Margin call forex is a scenario in forex trading where a broker demands that a forex trader deposits additional security/cash into her forex account to cover possible losses. A forex trader gets a margin call when the security she is trading devalues to a level that is below the minimum maintenance margin (the minimum amount of security that must be maintained in a margin account); and when a margin account is below the minimum maintenance margin, the trader is expected to deposit further security to keep the position open, otherwise, it will be closed.
MARGIN CALL, MARGIN ACCOUNT
With a margin account, a trader who has a trade capital of 2,000USD can trade like she has 100,000USD. The trader provides a minor percentage of the money needed for the trade while her broker provides the rest of it. In a typical situation, the trader agrees with her broker on the percentage she can pay into her account; a percentage that must be maintained as the minimum maintenance margin for the account to remain open. As a result of a lot of factors in the forex market, the value of security often fluctuates. If the fluctuation of security is negative such that the value of the security is below what is required to maintain the account, the broker makes a margin call.
CAUSES OF A MARGIN CALL
In forex trading, you can never be so sure; but most often than not, a margin call is detrimental to a trader. It is important that traders understands the causes of a margin call, so that they would know how to stay away from it.
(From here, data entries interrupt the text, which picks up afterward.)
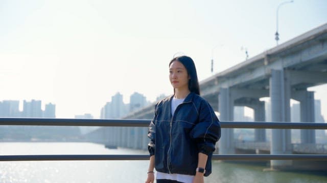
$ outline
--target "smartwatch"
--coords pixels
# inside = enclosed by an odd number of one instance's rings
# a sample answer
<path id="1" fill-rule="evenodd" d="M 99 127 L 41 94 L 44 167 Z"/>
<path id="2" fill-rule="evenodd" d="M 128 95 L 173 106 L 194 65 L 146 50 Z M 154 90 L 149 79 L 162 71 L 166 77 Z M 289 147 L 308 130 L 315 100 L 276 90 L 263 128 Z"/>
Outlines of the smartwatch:
<path id="1" fill-rule="evenodd" d="M 202 173 L 203 174 L 205 173 L 205 169 L 203 168 L 198 167 L 196 168 L 196 171 L 200 173 Z"/>

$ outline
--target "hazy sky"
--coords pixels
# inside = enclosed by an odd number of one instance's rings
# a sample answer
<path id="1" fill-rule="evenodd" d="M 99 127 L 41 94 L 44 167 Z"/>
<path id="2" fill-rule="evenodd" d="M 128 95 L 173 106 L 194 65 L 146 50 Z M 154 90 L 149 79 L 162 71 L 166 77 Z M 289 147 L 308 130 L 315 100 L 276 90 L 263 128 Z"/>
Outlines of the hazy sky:
<path id="1" fill-rule="evenodd" d="M 117 92 L 171 94 L 168 63 L 182 52 L 200 80 L 276 45 L 283 1 L 0 0 L 0 101 L 40 100 L 56 115 L 99 117 Z M 279 43 L 327 23 L 327 1 L 279 10 Z M 327 117 L 327 85 L 311 88 Z"/>

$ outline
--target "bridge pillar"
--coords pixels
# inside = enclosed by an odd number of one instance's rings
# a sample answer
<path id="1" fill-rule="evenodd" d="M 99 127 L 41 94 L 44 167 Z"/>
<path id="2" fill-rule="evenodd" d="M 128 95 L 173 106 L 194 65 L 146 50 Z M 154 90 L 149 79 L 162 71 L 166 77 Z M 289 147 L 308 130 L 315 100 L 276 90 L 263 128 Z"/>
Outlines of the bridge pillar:
<path id="1" fill-rule="evenodd" d="M 292 95 L 294 96 L 294 99 L 300 102 L 301 122 L 315 123 L 314 92 L 308 92 L 306 90 L 297 91 Z M 301 129 L 300 132 L 301 143 L 316 143 L 315 130 Z"/>
<path id="2" fill-rule="evenodd" d="M 273 121 L 291 121 L 290 100 L 291 85 L 287 72 L 284 70 L 271 70 L 269 80 L 269 94 L 271 101 L 271 118 Z M 291 153 L 291 130 L 272 129 L 270 154 Z M 292 165 L 291 160 L 271 160 L 272 169 L 286 168 Z"/>
<path id="3" fill-rule="evenodd" d="M 255 121 L 265 121 L 266 112 L 265 111 L 265 102 L 258 100 L 258 104 L 253 108 L 254 111 Z M 266 129 L 254 129 L 254 141 L 266 141 Z"/>
<path id="4" fill-rule="evenodd" d="M 220 88 L 218 96 L 220 120 L 232 121 L 234 101 L 229 88 Z M 233 129 L 222 128 L 221 137 L 218 141 L 220 154 L 234 154 L 234 131 Z"/>

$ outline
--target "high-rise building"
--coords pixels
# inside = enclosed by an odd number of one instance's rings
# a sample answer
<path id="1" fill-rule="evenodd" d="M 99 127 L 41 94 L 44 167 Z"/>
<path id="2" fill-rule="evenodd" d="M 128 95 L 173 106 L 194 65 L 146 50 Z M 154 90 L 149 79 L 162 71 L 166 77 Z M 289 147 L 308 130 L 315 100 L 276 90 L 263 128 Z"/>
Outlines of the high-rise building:
<path id="1" fill-rule="evenodd" d="M 49 103 L 45 105 L 45 109 L 43 112 L 43 117 L 45 118 L 56 118 L 56 105 Z"/>
<path id="2" fill-rule="evenodd" d="M 130 98 L 129 112 L 133 112 L 147 105 L 147 99 L 143 95 L 134 92 Z"/>
<path id="3" fill-rule="evenodd" d="M 111 97 L 111 102 L 107 102 L 101 109 L 101 118 L 117 119 L 128 113 L 126 105 L 123 102 L 123 96 L 119 93 Z"/>
<path id="4" fill-rule="evenodd" d="M 31 102 L 24 100 L 22 117 L 42 117 L 41 101 L 32 100 Z"/>
<path id="5" fill-rule="evenodd" d="M 293 104 L 291 107 L 291 122 L 301 122 L 300 104 Z"/>
<path id="6" fill-rule="evenodd" d="M 19 101 L 5 100 L 0 102 L 0 116 L 20 117 Z"/>

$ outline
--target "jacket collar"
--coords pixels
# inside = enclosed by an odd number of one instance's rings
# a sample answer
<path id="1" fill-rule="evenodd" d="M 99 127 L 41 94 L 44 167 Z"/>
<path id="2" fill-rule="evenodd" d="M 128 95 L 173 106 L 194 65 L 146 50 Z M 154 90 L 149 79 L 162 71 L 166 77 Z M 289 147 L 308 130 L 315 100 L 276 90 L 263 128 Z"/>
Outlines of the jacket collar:
<path id="1" fill-rule="evenodd" d="M 193 92 L 190 93 L 190 94 L 189 94 L 189 95 L 188 95 L 188 96 L 186 97 L 185 100 L 184 100 L 184 101 L 183 102 L 184 103 L 192 102 L 193 100 L 193 97 L 194 97 L 195 95 L 196 94 Z M 173 100 L 174 96 L 174 95 L 173 95 L 171 96 L 171 97 L 170 97 L 170 99 L 169 99 L 169 102 L 171 102 L 172 100 Z"/>

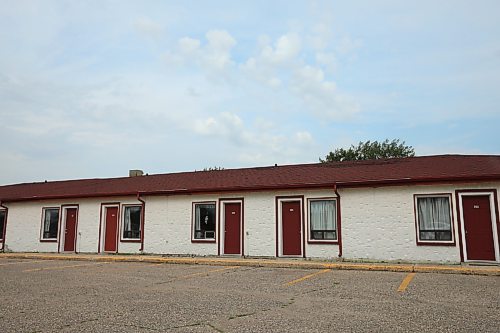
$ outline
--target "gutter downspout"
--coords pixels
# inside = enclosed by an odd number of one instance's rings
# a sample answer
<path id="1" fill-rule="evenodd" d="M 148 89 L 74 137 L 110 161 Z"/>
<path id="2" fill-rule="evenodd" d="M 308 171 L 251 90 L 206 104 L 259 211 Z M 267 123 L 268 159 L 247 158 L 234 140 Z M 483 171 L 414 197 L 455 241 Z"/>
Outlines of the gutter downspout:
<path id="1" fill-rule="evenodd" d="M 4 206 L 3 204 L 4 203 L 2 202 L 2 200 L 0 200 L 0 207 L 5 209 L 5 217 L 3 221 L 3 230 L 2 230 L 3 232 L 2 249 L 1 249 L 2 252 L 5 251 L 5 234 L 7 233 L 7 217 L 9 216 L 9 207 Z"/>
<path id="2" fill-rule="evenodd" d="M 141 203 L 142 209 L 141 209 L 141 248 L 139 251 L 143 252 L 144 251 L 144 217 L 146 216 L 145 210 L 146 210 L 146 202 L 141 199 L 141 193 L 137 192 L 137 200 Z"/>
<path id="3" fill-rule="evenodd" d="M 339 238 L 339 258 L 342 258 L 342 214 L 341 214 L 341 204 L 340 204 L 340 194 L 337 191 L 337 184 L 333 185 L 333 191 L 337 195 L 337 233 Z"/>

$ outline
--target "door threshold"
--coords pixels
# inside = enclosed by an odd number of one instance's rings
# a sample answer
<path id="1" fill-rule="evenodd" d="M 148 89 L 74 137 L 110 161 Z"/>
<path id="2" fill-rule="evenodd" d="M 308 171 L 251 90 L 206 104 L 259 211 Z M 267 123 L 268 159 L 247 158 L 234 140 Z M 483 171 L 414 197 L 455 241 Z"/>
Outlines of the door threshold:
<path id="1" fill-rule="evenodd" d="M 498 261 L 482 261 L 482 260 L 471 260 L 463 262 L 462 265 L 465 266 L 500 266 Z"/>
In simple terms, a margin call is caused by the unavailability of usable margin. Here are some factors that may lead to unavailability of usable margin
- Not knowing when to let go of unfavorable trades. If a trader holds on to a losing trade, it depletes her usable margin, probably to a point where the usable margin is no longer up to the minimum maintenance margin.
- An underfunded account can lead to a margin call because there was not enough usable margin from the beginning.
- Overleveraging your account, probably to hold open a position in a losing trade, can result to a margin call. The trade is not favorable and you still want to borrow money to put into it? That is not wise.
Margin accounts are good for forex traders, just like other trading tools in the market; but be wise. It is not an opportunity to be abused, or you will get a margin call.